You know, New York Times, there is this concept called “per capita” that’s useful for thinking about topics like this.
… Many younger workers move to bustling urban centers on the coasts, leaving smaller cities and rural areas behind. Immigrants bolster the labor force but also disproportionately go to those same big coastal cities.
“Dayton’s height of population was 1953, and we’ve seen stagnant growth for the region since 1990,” said Nan Whaley, the mayor of the Ohio city. …
Over all, 80 percent of American counties encompassing 149 million people experienced a decline in the number of residents ages 25 to 54 between 2007 and 2017, according to the paper, which was written by Adam Ozimek of Moody’s Analytics and Kenan Fikri and John Lettieri of the Economic Innovation Group.
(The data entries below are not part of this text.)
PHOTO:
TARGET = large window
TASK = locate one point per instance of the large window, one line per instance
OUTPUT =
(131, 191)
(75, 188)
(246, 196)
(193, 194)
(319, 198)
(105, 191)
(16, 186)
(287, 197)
They project that the trends will continue, and that by 2037, two-thirds of American counties will have fewer adults of prime working age than they did in 1997, despite overall population growth in that period. (Their projections tried to take into account undocumented immigrants.)
Policies to encourage American families to have more children would help over the long run by increasing the supply of potential workers in the future. So could efforts to ensure that even struggling cities have the kinds of amenities young families desire, particularly good schools.
But, instead, let’s let in more illegal aliens because nothing makes public schools more attractive to middle class families than huge numbers of English Learners. Also, higher real estate prices and lower pay are sure to encourage more Affordable Family Formation.
But people who study regional economies are increasingly concerned that some aspects of this wave of demographic change make the pain more severe for places left behind — which can get stuck in a vicious cycle.
Pain for whom? Capital? Workers? The Reserve Army of the Unemployed?
Raj Chetty’s 2015 study of where was the best place to raise working class kids found that the best counties were overwhelmingly ones that did not have rapidly growing populations.
… A shrinking supply of working-age people can prompt employers to look elsewhere to expand, making it harder for local governments to raise enough taxes to pay for infrastructure and education, and encouraging those younger people who remain to head elsewhere for more opportunity.
Even worse, employers might have to pay their workers more. And We.Can’t.Have.That.
… The authors of the E.I.G. report suggest a potential solution: an immigration policy that would stop the vicious cycle. They propose that visas could be made available to skilled immigrants on the condition they go to one of the areas struggling with demographic decline.
And of course the immigrants will stay in Dayton and never ever move to Dallas, just like they promised. As New York Times subscribers all know, it’s impossible to stop foreigners from moving to America but it’s easy to stop them from moving within America. You just ask them nicely. They will be happy to oblige.